Nature, distribution and biological significance of phosphorus in forests soils from Puerto Rico, Chile, and Brazil
Understanding phosphorus fluxes in soils in terms of the availability of phosphorus to plants has important implications for ecosystem productivity and resilience. While phosphorus is a major plant nutrient, biological and geochemical sinks generally maintain plant-available phosphorus as a very small fraction of the total soil phosphorus pool. In this study nine different organic and inorganic soil phosphorus fractions were measured using the Hedley sequential extraction procedure as modified by Tiessen and Moir (1993). The soils examined in this study were collected from the following five sites; a chronosequence of landslide scars ranging from 1 to 55+ years plus a late-succession vegetation association which represents a potential mature forest stage for aggrading landslide scars in the Luquillo Experimental Forest (LEF), Puerto Rico; abandoned pasture and mature tabonuco forest plots in the Luquillo Experimental Forest (LEF), Puerto Rico; Calciustols from the Guánica Forest Biosphere Reserve, a subtropical dry forest (sensu Holdridge 1967, Ewel and Whitmore 1973) in southwestern Puerto Rico; soils were also collected from an area of primary forest, which has escaped disturbance from forest harvesting, land clearing and the deposition of anthropogenic chemicals in an old, unglaciated landscape at 600–705 m in the Cordillera de Piuchué, Chile (42° 30′S, 74°W); and mineral soils from a sandy Oxisol in successional secondary and primary forests ranging in age from 5 to 100+ years, in the Bragantina region, Para, Brazil.

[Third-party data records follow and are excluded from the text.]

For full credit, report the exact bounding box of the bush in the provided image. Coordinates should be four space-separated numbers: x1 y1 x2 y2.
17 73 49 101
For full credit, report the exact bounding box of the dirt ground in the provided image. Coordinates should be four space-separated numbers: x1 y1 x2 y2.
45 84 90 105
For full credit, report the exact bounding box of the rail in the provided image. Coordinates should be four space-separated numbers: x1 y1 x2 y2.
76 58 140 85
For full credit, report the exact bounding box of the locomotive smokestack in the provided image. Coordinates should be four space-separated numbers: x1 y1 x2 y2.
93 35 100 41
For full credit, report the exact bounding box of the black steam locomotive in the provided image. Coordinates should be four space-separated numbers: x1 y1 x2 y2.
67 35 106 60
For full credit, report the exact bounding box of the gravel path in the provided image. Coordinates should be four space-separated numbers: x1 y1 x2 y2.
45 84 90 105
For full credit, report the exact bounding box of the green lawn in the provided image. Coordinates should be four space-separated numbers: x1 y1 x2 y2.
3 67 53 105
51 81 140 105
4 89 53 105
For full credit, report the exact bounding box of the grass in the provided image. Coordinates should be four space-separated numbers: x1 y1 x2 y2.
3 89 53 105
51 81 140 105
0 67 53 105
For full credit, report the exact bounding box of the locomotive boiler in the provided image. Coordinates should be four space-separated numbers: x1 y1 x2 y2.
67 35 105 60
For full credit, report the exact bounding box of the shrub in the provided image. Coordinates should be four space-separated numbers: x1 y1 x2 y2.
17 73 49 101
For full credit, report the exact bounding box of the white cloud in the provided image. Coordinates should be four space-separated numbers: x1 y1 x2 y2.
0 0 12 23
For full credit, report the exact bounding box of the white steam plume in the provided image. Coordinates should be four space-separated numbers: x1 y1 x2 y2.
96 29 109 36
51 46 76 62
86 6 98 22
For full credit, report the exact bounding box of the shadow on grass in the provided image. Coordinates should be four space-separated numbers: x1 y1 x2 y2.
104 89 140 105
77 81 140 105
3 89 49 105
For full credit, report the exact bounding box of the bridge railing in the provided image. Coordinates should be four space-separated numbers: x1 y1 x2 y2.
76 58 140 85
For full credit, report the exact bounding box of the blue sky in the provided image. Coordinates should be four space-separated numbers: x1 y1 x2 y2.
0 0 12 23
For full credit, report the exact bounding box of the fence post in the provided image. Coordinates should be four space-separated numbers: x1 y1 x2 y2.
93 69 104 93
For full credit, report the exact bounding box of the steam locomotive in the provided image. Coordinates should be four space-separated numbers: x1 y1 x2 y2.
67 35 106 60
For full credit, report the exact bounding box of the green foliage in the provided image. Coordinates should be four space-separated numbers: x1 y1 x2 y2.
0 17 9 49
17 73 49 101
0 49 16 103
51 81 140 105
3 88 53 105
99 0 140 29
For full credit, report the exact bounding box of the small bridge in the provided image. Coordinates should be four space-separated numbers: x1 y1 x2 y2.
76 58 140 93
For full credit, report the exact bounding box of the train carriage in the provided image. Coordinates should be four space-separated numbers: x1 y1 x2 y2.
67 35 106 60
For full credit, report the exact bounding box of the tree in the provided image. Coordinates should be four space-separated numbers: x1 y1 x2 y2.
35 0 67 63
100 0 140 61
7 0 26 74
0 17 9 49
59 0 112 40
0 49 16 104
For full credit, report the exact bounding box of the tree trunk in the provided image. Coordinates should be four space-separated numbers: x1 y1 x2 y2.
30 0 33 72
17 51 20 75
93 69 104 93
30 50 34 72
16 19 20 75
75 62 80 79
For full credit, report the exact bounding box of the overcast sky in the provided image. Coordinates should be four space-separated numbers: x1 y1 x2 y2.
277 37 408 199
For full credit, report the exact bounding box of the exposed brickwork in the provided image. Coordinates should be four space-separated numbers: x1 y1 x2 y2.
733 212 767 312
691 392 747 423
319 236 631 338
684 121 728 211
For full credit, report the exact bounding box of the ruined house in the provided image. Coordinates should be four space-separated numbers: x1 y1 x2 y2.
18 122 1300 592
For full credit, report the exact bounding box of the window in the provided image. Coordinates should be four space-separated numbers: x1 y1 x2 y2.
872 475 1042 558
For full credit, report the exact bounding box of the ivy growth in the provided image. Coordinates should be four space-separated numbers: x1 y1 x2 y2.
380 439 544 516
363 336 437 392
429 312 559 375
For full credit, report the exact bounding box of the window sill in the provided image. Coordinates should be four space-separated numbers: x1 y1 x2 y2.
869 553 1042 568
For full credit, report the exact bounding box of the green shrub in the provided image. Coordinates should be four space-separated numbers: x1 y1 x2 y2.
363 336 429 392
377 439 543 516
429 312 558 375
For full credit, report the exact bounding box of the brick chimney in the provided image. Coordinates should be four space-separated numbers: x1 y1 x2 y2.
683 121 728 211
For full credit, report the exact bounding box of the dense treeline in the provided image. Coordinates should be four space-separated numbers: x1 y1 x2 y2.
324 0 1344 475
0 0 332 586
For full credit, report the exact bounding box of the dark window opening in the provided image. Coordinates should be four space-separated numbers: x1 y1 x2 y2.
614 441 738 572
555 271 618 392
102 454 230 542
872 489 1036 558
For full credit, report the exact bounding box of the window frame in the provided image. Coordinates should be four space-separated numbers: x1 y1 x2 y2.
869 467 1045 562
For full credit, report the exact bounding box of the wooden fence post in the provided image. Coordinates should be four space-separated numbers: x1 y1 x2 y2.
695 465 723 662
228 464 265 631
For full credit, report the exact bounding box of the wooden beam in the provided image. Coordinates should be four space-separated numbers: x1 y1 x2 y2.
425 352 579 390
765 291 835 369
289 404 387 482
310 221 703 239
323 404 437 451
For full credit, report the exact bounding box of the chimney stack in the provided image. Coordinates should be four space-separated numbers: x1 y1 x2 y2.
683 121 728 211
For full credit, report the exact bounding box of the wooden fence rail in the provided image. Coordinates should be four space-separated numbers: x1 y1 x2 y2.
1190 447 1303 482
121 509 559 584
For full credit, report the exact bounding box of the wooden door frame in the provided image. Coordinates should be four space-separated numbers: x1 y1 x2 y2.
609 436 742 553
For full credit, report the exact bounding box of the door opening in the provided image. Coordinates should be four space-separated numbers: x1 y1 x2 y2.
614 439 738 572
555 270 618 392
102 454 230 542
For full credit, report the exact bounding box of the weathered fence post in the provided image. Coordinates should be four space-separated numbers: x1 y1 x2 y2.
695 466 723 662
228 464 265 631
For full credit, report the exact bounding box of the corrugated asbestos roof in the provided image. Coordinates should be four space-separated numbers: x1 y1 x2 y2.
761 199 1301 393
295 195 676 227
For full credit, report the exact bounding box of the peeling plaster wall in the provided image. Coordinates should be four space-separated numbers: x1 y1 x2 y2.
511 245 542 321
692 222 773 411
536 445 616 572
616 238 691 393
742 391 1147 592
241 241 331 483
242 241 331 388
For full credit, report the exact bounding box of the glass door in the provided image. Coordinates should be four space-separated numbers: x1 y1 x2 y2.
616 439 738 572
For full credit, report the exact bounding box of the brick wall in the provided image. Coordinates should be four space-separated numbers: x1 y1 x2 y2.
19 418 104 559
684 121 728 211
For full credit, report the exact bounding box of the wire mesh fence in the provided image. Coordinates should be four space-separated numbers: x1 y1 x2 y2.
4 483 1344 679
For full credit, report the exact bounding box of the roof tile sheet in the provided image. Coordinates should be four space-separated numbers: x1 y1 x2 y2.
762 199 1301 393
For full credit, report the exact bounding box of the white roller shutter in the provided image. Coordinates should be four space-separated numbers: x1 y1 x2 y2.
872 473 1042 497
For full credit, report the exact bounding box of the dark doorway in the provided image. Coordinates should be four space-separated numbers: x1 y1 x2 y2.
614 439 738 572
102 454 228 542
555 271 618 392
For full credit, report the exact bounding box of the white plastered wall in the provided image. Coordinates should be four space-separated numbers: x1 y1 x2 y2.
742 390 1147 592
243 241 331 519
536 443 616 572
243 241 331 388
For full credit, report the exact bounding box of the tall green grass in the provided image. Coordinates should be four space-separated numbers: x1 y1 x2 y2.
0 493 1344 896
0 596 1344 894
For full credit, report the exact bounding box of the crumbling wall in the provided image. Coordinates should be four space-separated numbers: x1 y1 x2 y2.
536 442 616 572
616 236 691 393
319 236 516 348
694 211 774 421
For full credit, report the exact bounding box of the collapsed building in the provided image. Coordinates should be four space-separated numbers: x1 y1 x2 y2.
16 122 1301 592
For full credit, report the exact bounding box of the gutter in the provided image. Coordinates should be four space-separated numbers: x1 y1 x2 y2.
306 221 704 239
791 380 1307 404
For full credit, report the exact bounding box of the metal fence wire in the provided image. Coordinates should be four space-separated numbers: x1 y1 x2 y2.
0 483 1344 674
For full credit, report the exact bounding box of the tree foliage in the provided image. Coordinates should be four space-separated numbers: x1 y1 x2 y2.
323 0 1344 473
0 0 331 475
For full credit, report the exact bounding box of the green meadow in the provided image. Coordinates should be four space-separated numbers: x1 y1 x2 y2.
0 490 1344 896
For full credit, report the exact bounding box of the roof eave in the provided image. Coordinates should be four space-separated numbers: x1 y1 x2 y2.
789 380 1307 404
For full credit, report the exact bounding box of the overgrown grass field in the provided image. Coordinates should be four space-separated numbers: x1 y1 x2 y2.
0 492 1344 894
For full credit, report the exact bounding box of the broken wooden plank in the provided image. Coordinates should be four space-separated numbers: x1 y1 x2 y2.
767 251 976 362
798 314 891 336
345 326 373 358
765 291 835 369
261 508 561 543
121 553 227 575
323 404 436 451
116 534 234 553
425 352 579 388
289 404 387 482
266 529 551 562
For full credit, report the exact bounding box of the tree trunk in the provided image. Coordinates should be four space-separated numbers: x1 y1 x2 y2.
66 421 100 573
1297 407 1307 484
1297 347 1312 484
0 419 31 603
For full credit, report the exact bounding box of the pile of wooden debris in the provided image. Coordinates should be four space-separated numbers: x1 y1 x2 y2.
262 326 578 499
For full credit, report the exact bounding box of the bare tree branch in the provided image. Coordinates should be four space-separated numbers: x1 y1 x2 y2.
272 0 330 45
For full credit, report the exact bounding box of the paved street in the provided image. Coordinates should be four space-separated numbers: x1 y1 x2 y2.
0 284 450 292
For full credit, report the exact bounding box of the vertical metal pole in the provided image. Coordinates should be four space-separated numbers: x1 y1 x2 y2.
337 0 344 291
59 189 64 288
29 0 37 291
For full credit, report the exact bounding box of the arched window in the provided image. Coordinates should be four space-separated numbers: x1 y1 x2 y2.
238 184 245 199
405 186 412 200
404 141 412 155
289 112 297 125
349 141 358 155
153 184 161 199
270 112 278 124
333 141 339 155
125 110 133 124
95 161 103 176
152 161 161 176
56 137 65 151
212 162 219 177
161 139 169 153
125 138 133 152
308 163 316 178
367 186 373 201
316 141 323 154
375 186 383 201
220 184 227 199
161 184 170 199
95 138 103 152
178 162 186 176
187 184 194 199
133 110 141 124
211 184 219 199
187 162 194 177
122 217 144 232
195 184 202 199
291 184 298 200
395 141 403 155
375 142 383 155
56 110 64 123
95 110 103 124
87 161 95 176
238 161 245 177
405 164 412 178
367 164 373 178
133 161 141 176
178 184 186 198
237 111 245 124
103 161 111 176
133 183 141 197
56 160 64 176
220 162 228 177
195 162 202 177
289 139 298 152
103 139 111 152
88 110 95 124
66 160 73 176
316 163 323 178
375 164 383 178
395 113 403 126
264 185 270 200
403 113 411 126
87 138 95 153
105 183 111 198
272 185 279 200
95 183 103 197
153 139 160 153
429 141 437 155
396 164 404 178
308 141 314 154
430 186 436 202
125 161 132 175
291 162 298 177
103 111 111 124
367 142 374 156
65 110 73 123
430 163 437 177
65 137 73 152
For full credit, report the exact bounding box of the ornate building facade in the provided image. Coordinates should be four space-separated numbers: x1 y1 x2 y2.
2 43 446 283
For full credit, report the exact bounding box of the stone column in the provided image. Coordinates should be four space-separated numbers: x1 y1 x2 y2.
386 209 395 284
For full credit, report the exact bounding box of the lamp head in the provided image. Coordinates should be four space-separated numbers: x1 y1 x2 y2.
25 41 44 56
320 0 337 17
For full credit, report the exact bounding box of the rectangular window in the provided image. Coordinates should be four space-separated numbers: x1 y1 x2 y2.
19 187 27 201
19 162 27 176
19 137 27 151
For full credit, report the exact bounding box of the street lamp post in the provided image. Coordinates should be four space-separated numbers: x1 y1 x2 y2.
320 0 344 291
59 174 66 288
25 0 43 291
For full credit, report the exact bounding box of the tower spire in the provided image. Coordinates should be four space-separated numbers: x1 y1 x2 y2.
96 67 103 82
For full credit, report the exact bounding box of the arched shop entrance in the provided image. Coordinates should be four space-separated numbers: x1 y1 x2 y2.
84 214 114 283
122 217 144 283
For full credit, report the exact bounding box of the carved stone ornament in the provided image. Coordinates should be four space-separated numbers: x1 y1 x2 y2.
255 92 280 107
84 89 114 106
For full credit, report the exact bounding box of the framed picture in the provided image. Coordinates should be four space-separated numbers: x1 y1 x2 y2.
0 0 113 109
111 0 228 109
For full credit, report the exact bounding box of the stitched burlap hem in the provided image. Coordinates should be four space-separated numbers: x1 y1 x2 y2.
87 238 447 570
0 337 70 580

It appeared that soil phosphorus was unlikely to limit aboveground growth in the study forests examined in this dissertation, if the consensus that resin Pi, bicarbonate Pi, and bicarbonate Po are readily available to plants in the short term is correct. Alternatively, if the productivity of any of the mature forests used in this study is shown to be phosphorus limited (by fertilization studies, for instance), then the interpretations of the availability of the Hedley phosphorus fractions would require revision. The results clearly suggest that soil organic matter (SOM) is an important source of labile or easily mineralized phosphorus and that changes in SOM are likely accompanied by changes in labile/plant available P.